Why? Economist, author and Professor Bryan Caplan explain:
Richter:
they are idealists, but their ideal is totalitarian. Deluded zealots
who sincerely believe in their cause but their cause from the outset
is one that involves doing terrible things to people. Consistent with
Lenin, Castro, people who you could have believed and many did
believe were idealists and altruists, but they were quick to destroy
and kill. Very often people assume that if you are not corrupt, then
you are good. So Stalin, for example, by all accounts lived an
extremely modest life, slept on a cot; but he murdered millions of
people.
In
a modern dictatorship where you have to fight to get to the top,
those who get to the top have to kill; whereas in a hereditary
monarchy, you actually do eventually have a chance of getting lucky.
King Leopold situation: one dividing line people make between
sociopaths and simple murderers is that sociopath doesn't mind doing
horrible things to people who are well known to him. Stalin a
sociopath in this sense; Hitler really was not. Stalin enjoyed
putting the wives of people he worked with in prison. Hitler, while
he was willing to do things to millions of strangers, with people he
knew, he really had to work himself up. The decision made to kill
Ernst Roehm, he spent several hours trying to convince himself it
would be all right. Probably similar for King Leopold--easier to kill
people far away.
In
short, dictatorship depends on leaders who are largely malignant
narcissist, who would not hesitate to “kill,
murder, hurt anyone who gets into their way”—to please their
egos.
And
this is why it is a bubble. It
serves as misperception or confuses reality with fantasies. It sees
politics as a superhero type of saving the damsels in distress.
Fourth,
the strongman rule bubble believes that politics is superior to
economics. So by curtailing economic activities which will either be
substituted by government ownership of the factors of production
(socialism) or by private ownership of the same factors but at the
command of the state or state directed (economic fascism), the strong
man rule bubble will entail of the shrinkage of the real economy.
Hence, real economic activities will be substituted for political
debt and inflation.
The
last strongman rule was essentially designed as a transfer of
economic power from domestic oligarchs to the strongman and his
cronies, according to the US government communication as revealed by
WikiLeaks.
Such
Philippine strongman rule caused the meltdown of the peso (USD Php
soared 660% over 21 years).
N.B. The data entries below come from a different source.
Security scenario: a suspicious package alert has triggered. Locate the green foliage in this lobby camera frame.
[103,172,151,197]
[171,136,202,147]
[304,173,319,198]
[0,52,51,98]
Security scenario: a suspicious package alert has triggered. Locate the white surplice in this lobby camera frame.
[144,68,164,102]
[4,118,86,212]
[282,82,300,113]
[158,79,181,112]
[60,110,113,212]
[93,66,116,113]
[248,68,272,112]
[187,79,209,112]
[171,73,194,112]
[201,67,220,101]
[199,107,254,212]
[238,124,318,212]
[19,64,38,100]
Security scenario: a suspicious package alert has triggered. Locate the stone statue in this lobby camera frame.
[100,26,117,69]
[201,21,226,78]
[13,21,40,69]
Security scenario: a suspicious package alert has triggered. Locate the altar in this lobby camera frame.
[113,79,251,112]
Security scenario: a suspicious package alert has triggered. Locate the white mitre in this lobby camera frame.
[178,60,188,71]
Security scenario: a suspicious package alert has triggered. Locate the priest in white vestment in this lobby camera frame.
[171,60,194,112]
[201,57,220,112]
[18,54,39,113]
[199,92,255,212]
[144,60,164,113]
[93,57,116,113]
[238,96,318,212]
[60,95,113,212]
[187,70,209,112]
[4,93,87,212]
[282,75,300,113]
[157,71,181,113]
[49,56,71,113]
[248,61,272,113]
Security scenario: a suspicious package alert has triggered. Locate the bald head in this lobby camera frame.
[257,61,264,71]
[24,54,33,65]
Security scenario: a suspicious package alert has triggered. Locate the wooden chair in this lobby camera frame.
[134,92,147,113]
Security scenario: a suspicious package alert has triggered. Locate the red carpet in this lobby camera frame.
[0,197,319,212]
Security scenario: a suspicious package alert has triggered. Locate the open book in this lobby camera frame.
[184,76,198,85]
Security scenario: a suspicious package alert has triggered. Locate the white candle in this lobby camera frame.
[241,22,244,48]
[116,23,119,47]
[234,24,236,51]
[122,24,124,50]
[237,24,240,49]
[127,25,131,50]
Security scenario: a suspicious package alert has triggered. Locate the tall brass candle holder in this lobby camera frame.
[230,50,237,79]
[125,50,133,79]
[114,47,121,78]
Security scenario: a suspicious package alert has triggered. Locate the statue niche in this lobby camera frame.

The strongman rule essentially laid the
seeds for the exports of residents or a diaspora which now have been
hailed as “heroes”
So
a strongman rule should mean a collapse of the peso.
Politics
signifies a theater of the absurd.
So
it’s not even clear if the strongman rule has merely been a
marketing ploy to get elected or if candidate/s pandering to the
strongman rule crowd have really been a double entry (or diversion)
to stealthily favor for another candidate.
You
see, the strongman rule, which advocates expanded use of violence to
facilitate a unilateral transfer of power, would likely be met with
vehement, if not violent, resistance by entrenched vested interest
groups whose powers or privileges will likely be at risk, even prior
to the elections.
So
violence may beget violence. In the Middle East, violence as solution
to spread democracy got a response: a Blowback, the surge of
terrorism.
Or
politics represents just a comedy of errors.